Alucinação e delírio universal

 “A alucinação é um ponto de partida fundamental na obra de Freud. Dada uma primeira


– e desde então mítica – experiência de satisfação (por exemplo, a saciedade resultante
do primeiro encontro com o seio materno), uma segunda ocorrência psíquica se seguirá
sob a forma de reativação de uma lembrança que, em princípio, reinveste o traço do
objeto que ficou associado às condições em que se deu aquela primeira experiência.
Essa reativação psíquica do objeto é o núcleo da alucinação, matriz que funda a série
permanente das relações do sujeito com os seus objetos substitutivos na busca de
reencontrar a experiência de satisfação primordial.”
 “Em face da impossibilidade de satisfação com o primeiro objeto alucinado, os objetos
substitutivos serão sempre sub-rogados insuficientes dessa primeira experiência. Por
isso a realidade se apresenta de forma essencialmente precária para o sujeito.”
 “Mas quando J.-A. Miller se refere a um delírio generalizado, ele está se referindo a uma
ampliação do delírio não para o universo das coisas do mundo, mas para o universo dos
sujeitos: a ideia da generalização é solidária, por um lado, com a frase de Lacan
segundo a qual “todo mundo é louco, isto é, delirante”, e, por outro, com a ausência de
um referente no campo da linguagem. Delírio universal passa a significar a condição de
todo sujeito ou ser falante, no sentido em que a dependência da linguagem produz
necessariamente uma separação em relação à realidade que se tenta designar por seu
intermédio. Todo sentido dado através da linguagem a alguma coisa se produz num
campo separado da coisa, sem que haja uma instância superior que permita regular a
relação entre o que se diz e aquilo do que se fala.”
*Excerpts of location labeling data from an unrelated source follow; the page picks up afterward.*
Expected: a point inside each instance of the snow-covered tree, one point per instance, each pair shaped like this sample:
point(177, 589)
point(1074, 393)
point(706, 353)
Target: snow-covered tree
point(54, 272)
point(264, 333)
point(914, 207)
 “Dizer que não há discurso que não seja do semblante significa também reconhecer que
todo discurso só permite referir a linguagem à realidade ao colocá-la sob a autoridade
de um significante mestre.”
 “Dessa forma, todos nós, seres falantes, psicóticos ou não, falamos do que não existe,
enquanto giramos em torno do objeto indizível de nosso desejo”.